Haram aylar girmiş Zilkâde ayı görünmüştü. Resul (sas) Taif'ten Mekke'ye döndü. Esirlerin ve ganimetlerin bulunduğu Ci'rana vadisine indi. Resul (sas), Malik b. Avf'a eğer müslüman olarak geri gelirse mal ve ehli ile yüz deve vereceğine dair verdiği söze binaen Malik müslümanlığı kabul etti. Resulullah'ın kendisine vaad ettiği şeyleri aldı. Halk, ganimetten kendi paylarına düşecek şeylerin azalacağından endişeye düştü. Çünkü, eğer her Hevazinli bu şekilde gelirse onlara malları geri verileceğinden kendilerine bir şey kalmayacağı zehabına kapıldı. Onun için ganimetin bir an evvel aralarında taksim edilmesi, herkesin kendi payına düşeni alması hususunda ısrar ettiler. Bu konuda kendi aralarında fısıldaşmaya başladılar ve bu fısıltı Resul (sas)'e ulaştı. Bunun üzerine Resul (sas), bir devenin yanında durdu ve boynundan bir tüy koparıp iki parmağı arasına alıp havaya kaldırdıktan sonra şöyle dedi:
"Ey insanlar! Sizin ganimetinizden benim elime geçecek olan şu tüy gibi ancak beşte birdir. O da sizin olsun." Adaletle taksim edilmesi için herkesin aldığı ganimeti ortaya getirmelerini emretti. Sonra şöyle dedi: "Bir iğne dahi olsa hakkı olmayarak alan kimseye Kıyamet'te o, rezillik ateş olsun." (Ahmed b. Hanbel, Müs. Mükessirin min es-Sahabe, 6441) Sonra ganimet beşe taksim edildi. Beşte birini kendisine ayırdı. Geri kalanını da ashabına dağıttı. Kendisine aldığı beşte birini ise zamanla kendisine baş düşmanlık yapmış olan kimselere verdi. Ebu Süfyan, oğlu Muaviye, Haris b. El-Haris, Haris b. Hişam, Süheyl b. Amr, Huvetib b. Abduluzza, Hakim b. Hazzam, A’la b. Caniye es-Sakfiy, Uyeyne b. Husn, Akra’ b. Habis, Malik b. Avf Nusrıy, Safvan b. Umeyye ve diğer aşiretlerin ileri gelenlerine kalblerini İslâm'a ısındırmak için kendi paylarından fazla olmak üzere yüzer deve daha verdi. Bunların bütün ihtiyaçlarını yerine getirdi.

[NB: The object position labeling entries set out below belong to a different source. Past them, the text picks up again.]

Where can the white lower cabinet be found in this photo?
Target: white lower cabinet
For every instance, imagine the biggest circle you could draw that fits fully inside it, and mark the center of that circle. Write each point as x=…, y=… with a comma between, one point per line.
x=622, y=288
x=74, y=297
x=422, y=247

O gün mal taksim edilirken Resulullah sınırsız bir cömertlik ve müsamaha ile olgunluk, deneyimlilik ve siyaset içerisinde bulunuyordu. Fakat Resulullah'ın bu davranışı, Ensar'dan bazı müslümanların kendi aralarında, "Vallahi Resulullah kavmine kavuştu." demelerine sebeb oldu. Resulullah'ın bu davranışı kendilerine tesir etmişti. Sa'd b. Ubade bu sözü Resulullah'a anlattı. Bunun üzerine Resulullah (sas) ona;
"Ey Sa'd, sen nerdesin?" dedi. Sa'd ise; "Ben kavmimden bir kimseyim" dedi. Sa'd, kavminin sözünü teyid edince, Resulullah (sas); "Kavmini bana topla" dedi. Sa'd, kendi kavmini topladı. Resulullah (sas) onlara şöyle dedi: "Sizden bana bazı sözler intikal etti. Ey insanlar! Ben size gelirken yolunuzu bilmiyordunuz. Allah, size hidayet etmedi mi? Fakir idiniz, sizi zengin kılmadı mı? Birbirinize düşman idiniz, Allah kalplerinizi bir araya getirmedi mi?" Bu sözler üzerine Ensar; "Evet, Allah ve Resulü'nden minnet ve fazilet gelmiştir" dedi. Resulullah (sas); "Vallahi, eğer isteseydiniz şöyle derdiniz : 'Sen bize gelirken herkes seni yalanlıyordu, biz seni tasdik ettik. Güçsüz idin, sana yardım ettik. Kovulmuş ve sürgün edilmiş idin, biz seni barındırdık. Fakirdin, sana yardım ettik.' Ey Ensar topluluğu, herkes koyun ve deve ile evlerine giderlerken siz Allah Resulü ile birlikte evlerinize dönmeyi istemez misiniz? Muhammed'in nefsini elinde bulunduran Allah'a yemin ederim ki, eğer hicret olmasaydı ben Ensardan biri olurdum. Eğer insanlar bir gurub, Ensar da bir gurub olsalar ben Ensar cemaatına katılırdım. Ey Allahım! Ensar'a, Ensar'ın çocuklarına ve torunlarına merhamet et!" dedi. (Ahmed b. Hanbel, Müs. Mükessirin, 11305)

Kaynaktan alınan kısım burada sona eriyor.